Biotechnology company Prothena has formed a multi-year research and development alliance with Celgene to develop new drugs for multiple neurodegenerative diseases.
The partners will focus on three proteins including tau, TAR DNA-binding protein 43 (TDP-43), and an undisclosed target. These proteins are believed to be associated with the pathogenesis of several neurodegenerative diseases.
Tau is implicated in Alzheimer’s disease, progressive supranuclear palsy, frontotemporal dementia, chronic traumatic encephalopathy and other tauopathies, and TDP-43 in amytrophic lateral sclerosis and related TDP-43 proteinopathies.
For each of the programmes, Celgene has an exclusive right to license clinical candidates in the US at the investigational new drug filing.
If exercised, Celgene would gain the right to extend the licence to include global rights upon the completion of the Phase I clinical trial.

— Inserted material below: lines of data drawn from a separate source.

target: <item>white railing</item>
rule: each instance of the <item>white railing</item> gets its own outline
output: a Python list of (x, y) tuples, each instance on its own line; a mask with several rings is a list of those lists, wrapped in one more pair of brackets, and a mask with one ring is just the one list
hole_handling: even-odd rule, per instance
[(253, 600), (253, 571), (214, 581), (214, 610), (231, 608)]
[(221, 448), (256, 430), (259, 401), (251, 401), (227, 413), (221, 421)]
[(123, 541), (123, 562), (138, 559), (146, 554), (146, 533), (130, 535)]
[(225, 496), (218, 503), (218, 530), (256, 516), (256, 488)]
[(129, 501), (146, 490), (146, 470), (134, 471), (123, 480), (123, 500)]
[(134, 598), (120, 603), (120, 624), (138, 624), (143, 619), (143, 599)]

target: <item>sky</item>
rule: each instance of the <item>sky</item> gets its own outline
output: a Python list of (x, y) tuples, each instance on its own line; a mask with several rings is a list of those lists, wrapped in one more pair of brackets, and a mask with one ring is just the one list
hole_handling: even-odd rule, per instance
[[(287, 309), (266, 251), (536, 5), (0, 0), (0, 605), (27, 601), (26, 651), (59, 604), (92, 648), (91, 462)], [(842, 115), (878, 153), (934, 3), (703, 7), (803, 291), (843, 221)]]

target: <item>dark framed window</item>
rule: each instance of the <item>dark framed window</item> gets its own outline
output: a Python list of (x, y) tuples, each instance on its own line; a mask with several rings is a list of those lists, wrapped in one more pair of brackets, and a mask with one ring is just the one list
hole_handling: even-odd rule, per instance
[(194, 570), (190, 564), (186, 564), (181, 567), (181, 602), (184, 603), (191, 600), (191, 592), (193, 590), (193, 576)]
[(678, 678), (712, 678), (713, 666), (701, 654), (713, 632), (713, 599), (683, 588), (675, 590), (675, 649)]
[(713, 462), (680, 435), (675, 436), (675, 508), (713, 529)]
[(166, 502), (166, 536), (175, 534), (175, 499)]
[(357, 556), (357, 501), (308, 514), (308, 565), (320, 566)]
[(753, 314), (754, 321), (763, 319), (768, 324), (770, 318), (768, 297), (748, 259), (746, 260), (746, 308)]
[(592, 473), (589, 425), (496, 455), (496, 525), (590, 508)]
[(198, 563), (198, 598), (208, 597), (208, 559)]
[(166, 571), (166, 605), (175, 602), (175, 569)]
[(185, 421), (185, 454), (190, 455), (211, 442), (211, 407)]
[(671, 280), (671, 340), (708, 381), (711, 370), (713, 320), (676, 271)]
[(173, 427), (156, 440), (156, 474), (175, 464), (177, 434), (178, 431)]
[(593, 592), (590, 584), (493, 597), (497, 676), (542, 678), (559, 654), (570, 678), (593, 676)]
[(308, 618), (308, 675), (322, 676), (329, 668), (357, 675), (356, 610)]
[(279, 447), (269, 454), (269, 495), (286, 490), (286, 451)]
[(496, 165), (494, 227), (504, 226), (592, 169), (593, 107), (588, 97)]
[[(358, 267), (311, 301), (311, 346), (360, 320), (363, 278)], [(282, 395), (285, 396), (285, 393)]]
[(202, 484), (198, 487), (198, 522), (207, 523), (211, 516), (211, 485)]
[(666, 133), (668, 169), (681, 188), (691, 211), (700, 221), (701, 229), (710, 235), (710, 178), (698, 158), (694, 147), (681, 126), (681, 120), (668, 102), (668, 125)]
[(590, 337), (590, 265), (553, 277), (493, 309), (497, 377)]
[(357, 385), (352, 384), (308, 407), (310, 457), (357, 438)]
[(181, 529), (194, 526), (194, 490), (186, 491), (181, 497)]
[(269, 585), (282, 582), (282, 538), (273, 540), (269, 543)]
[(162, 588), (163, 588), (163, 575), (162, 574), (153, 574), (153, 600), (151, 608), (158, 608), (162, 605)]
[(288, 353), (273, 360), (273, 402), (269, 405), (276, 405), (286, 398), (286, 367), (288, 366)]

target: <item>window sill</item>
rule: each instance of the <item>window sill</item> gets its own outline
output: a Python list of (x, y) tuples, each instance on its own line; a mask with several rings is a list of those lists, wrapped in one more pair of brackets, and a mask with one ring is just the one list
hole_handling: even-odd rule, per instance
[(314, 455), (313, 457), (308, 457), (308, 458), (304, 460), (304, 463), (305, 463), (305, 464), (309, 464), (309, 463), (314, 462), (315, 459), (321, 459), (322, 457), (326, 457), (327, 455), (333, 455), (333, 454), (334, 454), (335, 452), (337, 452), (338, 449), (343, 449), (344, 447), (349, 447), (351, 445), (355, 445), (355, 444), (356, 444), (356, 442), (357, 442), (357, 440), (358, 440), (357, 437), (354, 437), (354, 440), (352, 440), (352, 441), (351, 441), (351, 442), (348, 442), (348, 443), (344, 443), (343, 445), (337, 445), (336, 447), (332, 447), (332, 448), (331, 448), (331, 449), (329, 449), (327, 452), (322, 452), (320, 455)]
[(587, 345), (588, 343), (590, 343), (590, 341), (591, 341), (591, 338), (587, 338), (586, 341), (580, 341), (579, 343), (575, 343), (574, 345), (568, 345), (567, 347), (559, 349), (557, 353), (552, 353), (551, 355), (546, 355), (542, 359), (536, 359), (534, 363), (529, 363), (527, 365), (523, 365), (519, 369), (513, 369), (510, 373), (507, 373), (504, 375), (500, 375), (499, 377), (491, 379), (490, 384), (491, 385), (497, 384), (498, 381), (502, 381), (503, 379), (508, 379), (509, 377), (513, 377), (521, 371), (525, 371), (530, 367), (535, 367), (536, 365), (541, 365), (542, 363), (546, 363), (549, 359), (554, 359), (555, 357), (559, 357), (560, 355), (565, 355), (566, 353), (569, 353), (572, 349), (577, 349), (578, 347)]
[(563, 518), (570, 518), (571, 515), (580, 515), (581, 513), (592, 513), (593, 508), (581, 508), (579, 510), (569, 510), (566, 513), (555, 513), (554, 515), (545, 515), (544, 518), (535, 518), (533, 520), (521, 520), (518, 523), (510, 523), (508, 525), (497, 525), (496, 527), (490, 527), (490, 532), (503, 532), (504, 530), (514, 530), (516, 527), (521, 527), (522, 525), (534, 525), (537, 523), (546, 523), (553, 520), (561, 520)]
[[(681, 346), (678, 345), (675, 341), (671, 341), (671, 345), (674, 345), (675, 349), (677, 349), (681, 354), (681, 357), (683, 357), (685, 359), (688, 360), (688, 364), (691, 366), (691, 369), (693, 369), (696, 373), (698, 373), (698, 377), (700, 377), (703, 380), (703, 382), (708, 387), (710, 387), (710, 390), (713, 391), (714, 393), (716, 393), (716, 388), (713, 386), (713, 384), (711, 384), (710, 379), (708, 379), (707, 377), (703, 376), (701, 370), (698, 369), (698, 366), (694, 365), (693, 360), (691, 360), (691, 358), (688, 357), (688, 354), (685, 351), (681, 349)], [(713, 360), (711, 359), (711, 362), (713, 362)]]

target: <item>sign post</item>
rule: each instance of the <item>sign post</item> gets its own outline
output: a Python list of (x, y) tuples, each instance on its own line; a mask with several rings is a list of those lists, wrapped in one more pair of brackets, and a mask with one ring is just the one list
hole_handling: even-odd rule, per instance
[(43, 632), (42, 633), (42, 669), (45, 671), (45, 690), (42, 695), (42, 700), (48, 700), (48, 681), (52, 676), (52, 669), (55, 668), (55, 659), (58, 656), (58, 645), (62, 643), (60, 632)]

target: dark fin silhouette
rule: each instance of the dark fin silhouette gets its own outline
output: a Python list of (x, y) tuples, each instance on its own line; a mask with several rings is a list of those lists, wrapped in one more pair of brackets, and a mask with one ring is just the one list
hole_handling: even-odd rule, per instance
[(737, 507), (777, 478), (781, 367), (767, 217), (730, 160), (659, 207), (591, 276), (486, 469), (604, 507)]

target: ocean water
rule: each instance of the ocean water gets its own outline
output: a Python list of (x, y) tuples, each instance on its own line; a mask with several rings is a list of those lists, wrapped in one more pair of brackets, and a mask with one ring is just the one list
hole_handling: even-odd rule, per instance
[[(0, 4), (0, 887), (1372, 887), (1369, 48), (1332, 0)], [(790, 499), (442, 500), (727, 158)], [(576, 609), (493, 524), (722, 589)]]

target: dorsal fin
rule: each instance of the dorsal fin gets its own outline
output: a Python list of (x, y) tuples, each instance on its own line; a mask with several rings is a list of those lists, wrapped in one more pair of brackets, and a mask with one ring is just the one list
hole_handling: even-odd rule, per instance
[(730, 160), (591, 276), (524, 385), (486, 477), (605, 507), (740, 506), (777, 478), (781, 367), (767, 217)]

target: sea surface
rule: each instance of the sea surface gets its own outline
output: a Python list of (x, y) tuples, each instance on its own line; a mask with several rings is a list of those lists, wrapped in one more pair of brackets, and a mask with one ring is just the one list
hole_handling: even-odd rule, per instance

The company would have to fund further clinical development and commercialisation.
Celgene neuroscience and imaging corporate vice-president Richard Hargreaves said: “Our collaboration leverages each company’s core expertise in protein homeostasis and protein clearance to target proteins that are the underlying cause of many neurodegenerative and orphan diseases.
“The programmes we have chosen to collaborate on have the potential to provide foundational assets from which we can build new therapeutic approaches to these currently untreatable neurological disorders.”
Under the partnership, Celgene will make an upfront payment of $100m to Prothena.
Celgene will also provide a $50m equity investment, along with potential exercise, regulatory and commercial milestones payments for each licensed programme.
Prothena is eligible for additional royalties on net sales of all resulting marketed products.